Le Balcon dans le ciel by Maurice Henrie

Le Balcon dans le ciel by Maurice Henrie

Auteur:Maurice Henrie
La langue: fra
Format: epub
Éditeur: Prise de parole
Publié: 2013-10-25T00:00:00+00:00


Le béret blanc à pompon soyeux se frayait un chemin parmi les têtes en mouvement, dans la foule serrée, et dérivait lentement vers les ascenseurs du magasin. De temps à autre, il s’arrêtait un instant devant une jolie robe en solde ou un présentoir de bijoux. Puis il repartait en hésitant et finissait par reprendre le courant des marcheurs. Je suivais à distance, en me demandant si j’avais bien vu, si c’était bien Stéphanie que le hasard me faisait rencontrer pour la première fois depuis notre séparation. Ma ferme résolution de ne pas la revoir, du moins pas avant quelque temps encore, m’invitait à la prudence et même à la fuite. Mais la curiosité de savoir si cette femme à béret était bien Stéphanie me faisait faire dans sa direction des pas incertains, presque involontaires. Mon dilemme a été bientôt résolu. Le béret a fait un volte-face inattendu et Stéphanie, c’était bien elle, s’est retrouvée devant moi, immo-bile de surprise, comme je l’étais d’ailleurs moi-même.

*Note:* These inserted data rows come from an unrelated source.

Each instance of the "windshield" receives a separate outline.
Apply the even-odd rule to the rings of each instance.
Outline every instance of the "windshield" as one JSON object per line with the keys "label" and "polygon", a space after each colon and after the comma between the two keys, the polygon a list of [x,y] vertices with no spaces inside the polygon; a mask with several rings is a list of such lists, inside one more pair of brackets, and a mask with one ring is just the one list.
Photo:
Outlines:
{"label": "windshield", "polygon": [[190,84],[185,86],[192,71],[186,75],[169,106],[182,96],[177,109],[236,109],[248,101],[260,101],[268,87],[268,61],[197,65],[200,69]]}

Je vous ai déjà dit, Janelle, que j’étais l’homme d’un seul amour. En apercevant Stéphanie, son visage aimant, ses grands yeux noisette, sa bouche ouverte d’étonnement, j’ai compris dans une illumination soudaine, mais par les entrailles plus que par la tête, qu’elle était pour moi l’amour même et surtout qu’elle ne cesserait jamais de l’être. J’avais beau faire, jamais je ne contournerais cette évidence circulaire, cette nécessité impérative. Son corps même, dont j’ai tant parlé, avec irrévérence et désinvolture, n’était, si beau qu’il était, qu’un paravent physique dont le rôle était davantage de cacher que de séduire. Qu’un contenant propre à l’héberger et à la protéger en vue d’un projet plus grand.

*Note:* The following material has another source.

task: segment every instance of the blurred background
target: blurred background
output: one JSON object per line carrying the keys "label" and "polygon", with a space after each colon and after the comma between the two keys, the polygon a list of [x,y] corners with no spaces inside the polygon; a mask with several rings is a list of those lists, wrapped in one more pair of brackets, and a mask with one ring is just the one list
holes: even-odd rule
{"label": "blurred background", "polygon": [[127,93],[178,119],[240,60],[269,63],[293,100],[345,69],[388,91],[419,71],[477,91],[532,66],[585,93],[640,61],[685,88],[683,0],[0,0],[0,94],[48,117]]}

Stéphanie était ce corps sans doute, mais elle était autre aussi, et bien plus. Elle était cette énigme dont je n’arrivais pas à tracer le contour, ni à déterminer la substance. Elle était un mystère à ses propres yeux et savait moins que moi, peut-être, ce qu’elle dissimulait, pourquoi elle le dissimulait. Elle était cette fuite constante dans des régions toujours plus sauvages et toujours plus reculées, loin de toute conscience, de toute connaissance. Je désespérais de jamais pouvoir la saisir tout à fait et craignais de devoir me contenter pour toujours de ces effleurements qui excitaient ma faim bien plus qu’ils la satisfaisaient.

En même temps, cependant, je devinais que si jamais j’atteignais enfin Stéphanie et que j’arrivais à mieux la connaître, elle disparaîtrait à mes yeux comme crève une bulle de savon iridescente dans la lumière du jour. Elle me subjuguait dans la mesure où elle m’échappait. Oui, c’était cela, c’était cette malédiction-là que je cherchais à comprendre depuis si longtemps. Douce Stéphanie! Stéphanie les cheveux blonds! Stéphanie les seins roses! Petite enfant crédule abandonnée traîtreusement, un bon matin, pendant qu’elle dormait d’un sommeil fiévreux et inquiet.

Debout devant moi, encore sous l’effet de la surprise, Stéphanie me regardait d’un air saisi. J’ai d’abord eu l’impression qu’elle se laisserait aller à la joie de me revoir. Elle a même esquissé un sourire vague et rapide. Mais bientôt, ses yeux se sont affolés.